Using Everyone Succeeds in your school or trust
A practical framework for developing leadership deliberately and at scale
Developing leadership deliberately and at scale is one of the hardest challenges schools and trusts face.
Too often, leadership development is fragmented, overly theoretical, or disconnected from the daily realities of school life. Leaders attend training, reflect thoughtfully, and then return to environments where sustained change is difficult to achieve.
Everyone Succeeds, and its leadership cycle, which underpins it, was designed to address this gap. The Leadership Cycle provides a clear rhythm for leadership development through three core stages: Diagnose, Learn and Lead, with seven practical steps built into this cycle to support sustained change.
Rather than focusing on leadership style or personality, the framework is built around 54 clearly defined leadership behaviours identified and codified through close observation of highly effective school leaders and grounded in research and real school practice.
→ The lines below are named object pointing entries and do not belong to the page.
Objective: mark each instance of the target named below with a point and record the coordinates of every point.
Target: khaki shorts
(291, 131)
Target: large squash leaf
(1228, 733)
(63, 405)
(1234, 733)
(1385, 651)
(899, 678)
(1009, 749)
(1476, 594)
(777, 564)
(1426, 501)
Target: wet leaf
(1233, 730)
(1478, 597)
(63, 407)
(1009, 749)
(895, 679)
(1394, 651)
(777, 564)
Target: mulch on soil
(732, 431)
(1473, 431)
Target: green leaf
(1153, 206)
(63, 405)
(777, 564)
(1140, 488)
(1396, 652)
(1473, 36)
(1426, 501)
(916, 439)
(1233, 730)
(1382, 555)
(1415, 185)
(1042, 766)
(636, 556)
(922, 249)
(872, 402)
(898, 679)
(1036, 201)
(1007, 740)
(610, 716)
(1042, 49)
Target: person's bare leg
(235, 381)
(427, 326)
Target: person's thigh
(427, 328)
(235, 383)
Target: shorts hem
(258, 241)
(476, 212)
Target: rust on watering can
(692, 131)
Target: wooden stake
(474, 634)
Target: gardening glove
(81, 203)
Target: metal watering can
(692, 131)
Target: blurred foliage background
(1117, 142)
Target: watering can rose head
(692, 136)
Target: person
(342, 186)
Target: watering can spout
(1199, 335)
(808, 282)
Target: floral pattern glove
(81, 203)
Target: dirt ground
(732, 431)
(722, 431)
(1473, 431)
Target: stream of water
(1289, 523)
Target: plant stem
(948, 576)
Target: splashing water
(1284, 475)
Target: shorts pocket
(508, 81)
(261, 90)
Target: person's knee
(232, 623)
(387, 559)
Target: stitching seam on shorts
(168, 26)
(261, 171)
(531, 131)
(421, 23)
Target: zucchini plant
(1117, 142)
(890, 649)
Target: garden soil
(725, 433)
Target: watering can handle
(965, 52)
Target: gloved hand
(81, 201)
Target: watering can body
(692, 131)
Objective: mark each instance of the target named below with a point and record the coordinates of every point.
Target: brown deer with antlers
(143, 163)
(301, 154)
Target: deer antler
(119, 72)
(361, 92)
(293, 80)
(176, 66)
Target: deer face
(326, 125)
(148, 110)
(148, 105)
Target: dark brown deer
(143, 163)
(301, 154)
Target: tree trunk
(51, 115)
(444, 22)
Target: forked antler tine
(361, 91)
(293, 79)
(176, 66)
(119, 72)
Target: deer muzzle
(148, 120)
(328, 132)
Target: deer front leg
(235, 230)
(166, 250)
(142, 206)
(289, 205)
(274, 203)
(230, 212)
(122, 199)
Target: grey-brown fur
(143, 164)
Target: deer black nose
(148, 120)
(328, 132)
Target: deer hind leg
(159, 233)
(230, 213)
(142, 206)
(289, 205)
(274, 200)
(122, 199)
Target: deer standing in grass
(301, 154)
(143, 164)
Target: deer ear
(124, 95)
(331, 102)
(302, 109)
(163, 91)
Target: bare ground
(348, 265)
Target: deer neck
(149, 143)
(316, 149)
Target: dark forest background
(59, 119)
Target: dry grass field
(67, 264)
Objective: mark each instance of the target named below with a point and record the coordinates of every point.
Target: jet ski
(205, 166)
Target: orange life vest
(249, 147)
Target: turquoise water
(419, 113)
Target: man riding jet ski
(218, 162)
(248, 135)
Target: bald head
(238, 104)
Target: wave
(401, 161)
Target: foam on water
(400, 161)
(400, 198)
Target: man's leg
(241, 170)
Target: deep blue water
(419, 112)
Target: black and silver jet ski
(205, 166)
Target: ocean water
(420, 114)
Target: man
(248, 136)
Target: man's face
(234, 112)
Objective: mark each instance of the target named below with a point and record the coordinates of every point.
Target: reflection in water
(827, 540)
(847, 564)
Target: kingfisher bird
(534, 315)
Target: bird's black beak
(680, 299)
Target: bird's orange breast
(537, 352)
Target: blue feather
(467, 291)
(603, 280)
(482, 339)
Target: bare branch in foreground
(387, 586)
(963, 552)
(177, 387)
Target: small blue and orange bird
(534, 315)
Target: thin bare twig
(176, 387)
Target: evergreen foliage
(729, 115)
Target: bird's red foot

It provides a shared language and a practical structure for turning leadership development into an everyday habit.
This page explains the main ways schools, trusts, and individual leaders use Everyone Succeeds, and helps you decide where to go next.
Three ways organisations use Everyone Succeeds
Schools and trusts engage with Everyone Succeeds in different ways depending on their context, scale, and priorities. In practice, most use one of the following routes.
1. Using Everyone Succeeds across a school
This is the most common starting point for individual schools.
Leaders work collectively on a small number of agreed leadership behaviours aligned to current school priorities, before adding personalised development later in the year. This approach builds shared language, consistency, and credibility, while protecting leaders from overload.
→ Go to: How to introduce in your school
2. Using Everyone Succeeds across a trust
Trusts use the framework to create alignment across schools while respecting local context and professional judgement.
Common behaviours provide coherence, while diagnostics and development cycles allow leaders at different levels to focus on role-specific challenges. Over time, this supports progression, consistency, and capacity building across the trust.
→ Go to: How to introduce in your trust
3. Using Everyone Succeeds as an individual leader
Many leaders and aspiring leaders use Everyone Succeeds independently.
The Leadership Cycle can be followed at an individual pace, using diagnostics, the book, workbook, toolkits, Coach and Practice frameworks, and the 90-Day Leadership Planner to focus deliberately on real leadership challenges.
This route supports personal growth and reflection and often serves as the entry point before introducing the framework more widely.
→ Go to: The Everyone Succeeds Framework
What this looks like in practice
Understanding the framework is one thing. Seeing how it unfolds across a real year, in a real school, under real pressure is another.
The worked examples below show how the same Everyone Succeeds framework, behaviours, and annual rhythm are used to address very different leadership challenges. They are not prescriptions. They are worked examples designed to support professional judgement and adaptation.
→ Go to: Worked examples in different contexts
Bespoke diagnostic tools built into the framework
Everyone Succeeds includes a set of purpose-built diagnostic tools designed to work together:

Leadership Behaviour Review – a school-level, aggregated view of how leadership behaviours are experienced across the organisation.

Self Diagnostic – structured reflection across the 54 behaviours.

360 Diagnostic – colleague feedback focused on observable leadership behaviour.

Combined Report – a single report that brings self-perception and external feedback together to identify clear development priorities.
Used together, these tools create a shared evidence base that supports collective focus and meaningful individual development.